Detectives were investigating allegations that a British player at the Wimbledon tennis tournament was poisoned, after she fell ill with a bacterial infection that can be spread through rat urine, London’s Metropolitan Police said on Thursday.
Gabriella Taylor was playing in Wimbledon’s junior tournament when she became sick on July 6 and had to drop out.
Her family says she was diagnosed with leptospirosis, a bacterial infection spread by animals.
Photo: AP
Her mother, Milena Taylor, told the Daily Telegraph newspaper that the 18-year-old athlete was hospitalized in intensive care and that “the bacteria the infection team found is so rare in Britain that we feel this could not have been an accident.”
She said Gabrielle “was staying in a completely healthy environment” during the tournament and would not likely have been accidentally exposed to the bacteria.
London’s Metropolitan Police said detectives were investigating “an allegation of poisoning with intent to endanger life” or cause bodily harm.
It said the incident was “alleged to have taken place at an address in Wimbledon” between July 1 and July 10.
The force said no one had been arrested and police are awaiting medical information about what, if any, poison was involved.
Britain’s National Health Service says leptospirosis is uncommon in the UK, with fewer than 40 cases reported per year. It can be caught by touching soil or water contaminated with the urine of infected animals, including cattle, pigs, dogs and particularly rats.

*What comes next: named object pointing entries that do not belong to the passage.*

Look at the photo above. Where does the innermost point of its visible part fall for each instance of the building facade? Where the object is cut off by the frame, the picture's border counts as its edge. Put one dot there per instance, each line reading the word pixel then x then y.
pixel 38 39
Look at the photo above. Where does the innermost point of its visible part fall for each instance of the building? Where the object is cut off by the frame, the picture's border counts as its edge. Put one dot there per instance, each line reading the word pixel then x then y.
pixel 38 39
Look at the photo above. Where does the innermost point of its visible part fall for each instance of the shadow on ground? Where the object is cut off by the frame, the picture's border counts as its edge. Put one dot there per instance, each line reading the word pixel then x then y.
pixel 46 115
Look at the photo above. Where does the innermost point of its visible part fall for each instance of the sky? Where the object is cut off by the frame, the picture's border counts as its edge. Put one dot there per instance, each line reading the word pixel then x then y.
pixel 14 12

It usually causes mild flu-like symptoms, but in some cases can lead to organ failure and internal bleeding.
Scientists cast doubt on suggestions that Taylor was deliberately infected with the bug.

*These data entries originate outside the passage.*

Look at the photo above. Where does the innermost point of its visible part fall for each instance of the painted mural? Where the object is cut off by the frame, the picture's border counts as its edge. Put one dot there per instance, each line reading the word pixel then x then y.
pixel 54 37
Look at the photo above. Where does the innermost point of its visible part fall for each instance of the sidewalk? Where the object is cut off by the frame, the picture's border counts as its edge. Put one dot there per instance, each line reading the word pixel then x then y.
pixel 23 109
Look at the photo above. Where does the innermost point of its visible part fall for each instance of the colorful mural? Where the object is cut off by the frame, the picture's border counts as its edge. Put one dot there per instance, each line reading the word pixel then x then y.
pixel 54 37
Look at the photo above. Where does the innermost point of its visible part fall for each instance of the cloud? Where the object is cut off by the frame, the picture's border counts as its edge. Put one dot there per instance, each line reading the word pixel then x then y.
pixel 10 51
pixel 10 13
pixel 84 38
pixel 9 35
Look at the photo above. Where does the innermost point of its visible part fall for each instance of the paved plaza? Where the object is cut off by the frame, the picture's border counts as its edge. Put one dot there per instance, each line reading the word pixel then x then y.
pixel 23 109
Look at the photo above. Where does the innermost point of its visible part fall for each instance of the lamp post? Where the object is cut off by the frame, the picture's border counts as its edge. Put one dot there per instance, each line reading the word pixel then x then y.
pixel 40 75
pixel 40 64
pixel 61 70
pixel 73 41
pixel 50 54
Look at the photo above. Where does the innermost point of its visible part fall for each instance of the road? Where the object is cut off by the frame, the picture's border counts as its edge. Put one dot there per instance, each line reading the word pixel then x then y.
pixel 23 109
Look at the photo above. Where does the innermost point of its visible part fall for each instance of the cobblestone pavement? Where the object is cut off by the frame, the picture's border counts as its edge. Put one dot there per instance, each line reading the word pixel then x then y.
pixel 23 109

Kimon Andreas Karatzas, assistant professor of food microbiology at the University of Reading, said it might be difficult to track down the source of the infection because leptospirosis has a long incubation period. It takes between five and 14 days, and in rare cases up to a month, before symptoms appear.

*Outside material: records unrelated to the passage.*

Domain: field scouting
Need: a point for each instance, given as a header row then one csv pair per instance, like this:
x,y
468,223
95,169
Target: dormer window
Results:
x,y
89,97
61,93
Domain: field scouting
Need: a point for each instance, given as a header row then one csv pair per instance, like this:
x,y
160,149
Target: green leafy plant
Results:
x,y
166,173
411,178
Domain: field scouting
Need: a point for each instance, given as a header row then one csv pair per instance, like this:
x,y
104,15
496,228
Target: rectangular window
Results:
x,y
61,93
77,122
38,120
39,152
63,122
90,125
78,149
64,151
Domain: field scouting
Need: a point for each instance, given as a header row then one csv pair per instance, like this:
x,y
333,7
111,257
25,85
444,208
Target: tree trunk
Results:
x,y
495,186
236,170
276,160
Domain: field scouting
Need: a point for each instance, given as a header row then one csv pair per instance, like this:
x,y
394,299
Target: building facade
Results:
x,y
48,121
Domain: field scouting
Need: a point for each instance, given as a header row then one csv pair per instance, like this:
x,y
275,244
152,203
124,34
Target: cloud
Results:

And he said the rare bacterium was not an obvious candidate as a poison.
“There are other bacteria that are much easier to find,” such as salmonella, often found in raw chicken,” Karatzas said.
“Trying to find leptospirosis, it’s a much more difficult task,” Karatzas said.
David Mabey, professor of communicable diseases at the London School of Hygiene and Tropical Medicine, said that leptospirosis “is not a bug you can grow in the lab” and is most often caught by swimming in contaminated water.
“If you were wanting to poison someone, this would be an extremely roundabout way of going about it,” Mabey said. “You’d have to catch a rat, make sure it was infected and get it to pee in her bathwater or something.”
Taylor on Wednesday tweeted a picture of herself on a tennis court with the caption: “So happy to be back on court!! Taking it step by step!”